Here is my solution (only two or three lines of codes) to check for any number of columns to see whether they are one to one match (duplicated matches are allowed, see the example bellow).
cols = ['A', 'B'] # or any number of columns ['A', 'B', 'C']
res = df.groupby(cols).count()
uniqueness = [res.index.get_level_values(i).is_unique
for i in range(res.index.nlevels)]
all(uniqueness)
Let's make it a function and add some docs:
def is_one_to_one(df, cols):
"""Check whether any number of columns are one-to-one match.
df: a pandas.DataFrame
cols: must be a list of columns names
Duplicated matches are allowed:
a - 1
b - 2
b - 2
c - 3
(This two cols will return True)
"""
if len(cols) == 1:
return True
# You can define you own rules for 1 column check, Or forbid it
# MAIN THINGs: for 2 or more columns check!

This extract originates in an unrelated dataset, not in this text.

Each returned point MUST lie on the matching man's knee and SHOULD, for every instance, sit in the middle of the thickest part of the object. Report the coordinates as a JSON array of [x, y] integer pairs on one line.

res = df.groupby(cols).count()
# The count number info is actually bootless.
# What maters here is the grouped *MultiIndex*
# and its uniqueness in each level
uniqueness = [res.index.get_level_values(i).is_unique
for i in range(res.index.nlevels)]
return all(uniqueness)
By using this function, you can do the one-to-one match check:
df = pd.DataFrame({'A': [0, 1, 2, 0],
'B': ["'a'", "'b'", "'c'", "'a'"],
'C': ["'apple'", "'banana'", "'apple'", "'apple'"],})
is_one_to_one(df, ['A', 'B'])
is_one_to_one(df, ['A', 'C'])
is_one_to_one(df, ['A', 'B', 'C'])
# Outputs:
# True
# False
# False